Zima zaskakuje drogowców. A ci wcale nie muszą się spieszyć z odśnieżaniem

Południową Polskę w tym tygodniu sparaliżowały intensywne opady śniegu. We Wrocławiu na przykład drogi przypominały w czwartek rano lodowisko, a kierowcy pomstowali na drogowców. Okazuje się jednak, że ci wcale nie muszą się spieszyć. Na odśnieżenie głównych dróg mają bowiem 4 godziny. I to dopiero od momentu, gdy przestanie sypać.

Wrocławskie autobusy w czwartkowy poranek miały problem, by poruszać się po białych ulicach miasta
Źródło zdjęć: © East News | Krzysztof Kaniewski/REPORTER
Jakub Ceglarz

Co roku to samo. Spada śnieg, drogi są śliskie i zasypane, a pługopiaskarki na ulice wyjeżdżają zbyt późno. To wersja kierowców.

Tym razem padło m. in. na Wrocław, gdzie w czwartkowy poranek ulice zamieniły się w tafle lodu.
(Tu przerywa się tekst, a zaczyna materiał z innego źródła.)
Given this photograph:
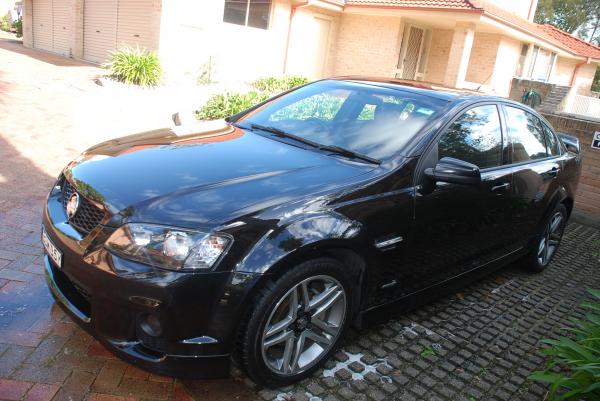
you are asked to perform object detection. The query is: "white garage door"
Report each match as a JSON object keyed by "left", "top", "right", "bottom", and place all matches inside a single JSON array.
[
  {"left": 51, "top": 0, "right": 73, "bottom": 56},
  {"left": 83, "top": 0, "right": 160, "bottom": 63},
  {"left": 83, "top": 0, "right": 118, "bottom": 63},
  {"left": 33, "top": 0, "right": 53, "bottom": 51}
]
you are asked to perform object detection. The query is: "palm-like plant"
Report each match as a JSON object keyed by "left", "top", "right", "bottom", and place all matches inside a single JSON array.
[{"left": 104, "top": 47, "right": 162, "bottom": 86}]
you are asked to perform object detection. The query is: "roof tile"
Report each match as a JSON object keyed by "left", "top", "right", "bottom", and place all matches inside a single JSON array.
[{"left": 346, "top": 0, "right": 600, "bottom": 60}]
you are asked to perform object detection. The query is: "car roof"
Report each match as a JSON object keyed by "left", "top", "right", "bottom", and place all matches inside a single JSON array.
[{"left": 329, "top": 76, "right": 510, "bottom": 103}]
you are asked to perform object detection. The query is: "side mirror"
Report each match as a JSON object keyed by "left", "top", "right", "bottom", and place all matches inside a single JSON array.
[
  {"left": 558, "top": 132, "right": 580, "bottom": 154},
  {"left": 425, "top": 157, "right": 481, "bottom": 185}
]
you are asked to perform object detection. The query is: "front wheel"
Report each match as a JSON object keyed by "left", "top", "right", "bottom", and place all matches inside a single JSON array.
[
  {"left": 243, "top": 259, "right": 352, "bottom": 386},
  {"left": 527, "top": 203, "right": 567, "bottom": 272}
]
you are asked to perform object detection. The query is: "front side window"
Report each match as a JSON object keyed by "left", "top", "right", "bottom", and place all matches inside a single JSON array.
[
  {"left": 505, "top": 106, "right": 547, "bottom": 163},
  {"left": 223, "top": 0, "right": 271, "bottom": 29},
  {"left": 235, "top": 80, "right": 448, "bottom": 160},
  {"left": 438, "top": 105, "right": 502, "bottom": 168},
  {"left": 542, "top": 124, "right": 560, "bottom": 156}
]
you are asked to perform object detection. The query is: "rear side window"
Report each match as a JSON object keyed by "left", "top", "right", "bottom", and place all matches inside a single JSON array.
[
  {"left": 505, "top": 106, "right": 547, "bottom": 163},
  {"left": 438, "top": 105, "right": 502, "bottom": 168},
  {"left": 542, "top": 124, "right": 561, "bottom": 156}
]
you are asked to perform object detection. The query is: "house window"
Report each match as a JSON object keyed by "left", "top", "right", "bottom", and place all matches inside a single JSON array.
[
  {"left": 517, "top": 44, "right": 529, "bottom": 77},
  {"left": 528, "top": 46, "right": 556, "bottom": 81},
  {"left": 223, "top": 0, "right": 271, "bottom": 29}
]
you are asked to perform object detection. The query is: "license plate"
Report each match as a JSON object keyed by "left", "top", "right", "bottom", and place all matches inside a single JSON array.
[{"left": 42, "top": 229, "right": 62, "bottom": 269}]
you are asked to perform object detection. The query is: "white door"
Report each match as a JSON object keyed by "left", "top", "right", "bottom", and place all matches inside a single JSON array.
[
  {"left": 52, "top": 0, "right": 73, "bottom": 57},
  {"left": 33, "top": 0, "right": 53, "bottom": 51},
  {"left": 83, "top": 0, "right": 118, "bottom": 63},
  {"left": 310, "top": 17, "right": 331, "bottom": 79},
  {"left": 117, "top": 0, "right": 159, "bottom": 50},
  {"left": 396, "top": 25, "right": 425, "bottom": 79},
  {"left": 83, "top": 0, "right": 160, "bottom": 63}
]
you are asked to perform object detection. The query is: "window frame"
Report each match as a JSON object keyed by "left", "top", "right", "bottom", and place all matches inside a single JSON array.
[
  {"left": 499, "top": 103, "right": 564, "bottom": 166},
  {"left": 413, "top": 100, "right": 510, "bottom": 186},
  {"left": 222, "top": 0, "right": 273, "bottom": 31},
  {"left": 525, "top": 44, "right": 558, "bottom": 82}
]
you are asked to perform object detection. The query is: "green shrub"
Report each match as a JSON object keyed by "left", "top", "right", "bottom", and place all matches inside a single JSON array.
[
  {"left": 13, "top": 18, "right": 23, "bottom": 38},
  {"left": 104, "top": 48, "right": 162, "bottom": 86},
  {"left": 0, "top": 15, "right": 12, "bottom": 32},
  {"left": 529, "top": 290, "right": 600, "bottom": 401},
  {"left": 196, "top": 92, "right": 269, "bottom": 120},
  {"left": 521, "top": 89, "right": 542, "bottom": 109},
  {"left": 196, "top": 56, "right": 215, "bottom": 85},
  {"left": 252, "top": 75, "right": 309, "bottom": 94}
]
Ucierpiało również wiele autobusów. Te przegubowe na przykład kręciły na jezdni takie figury, że tył pojazdu na zakręcie wyprzedzał szoferkę kierowcy.

Służby natomiast zapewniają, że robią wszystko, co w ich mocy. - W związku z opadami śniegu, które rozpoczęły się ok. godz. 7 rano na wrocławskie ulice niezwłocznie wyjechał cały sprzęt przeznaczony do zimowego utrzymania jezdni - na teren miasta wyruszyło łącznie 69 pługosyparek, w tym 45 szt. jezdniowych oraz 24 szt. chodnikowych - informowała dziennikarzy Dorota Witkowska, rzeczniczka spółki Ekosystem, która odpowiada za utrzymanie wrocławskich ulic.

Drogowcy mają sporo czasu

Postanowiliśmy sprawdzić, jak to wygląda w polskich miastach. Okazuje się bowiem, że służby mają sporo czasu, by doprowadzić miejskie jezdnie do stanu używalności. Ile? To już zależy od miasta.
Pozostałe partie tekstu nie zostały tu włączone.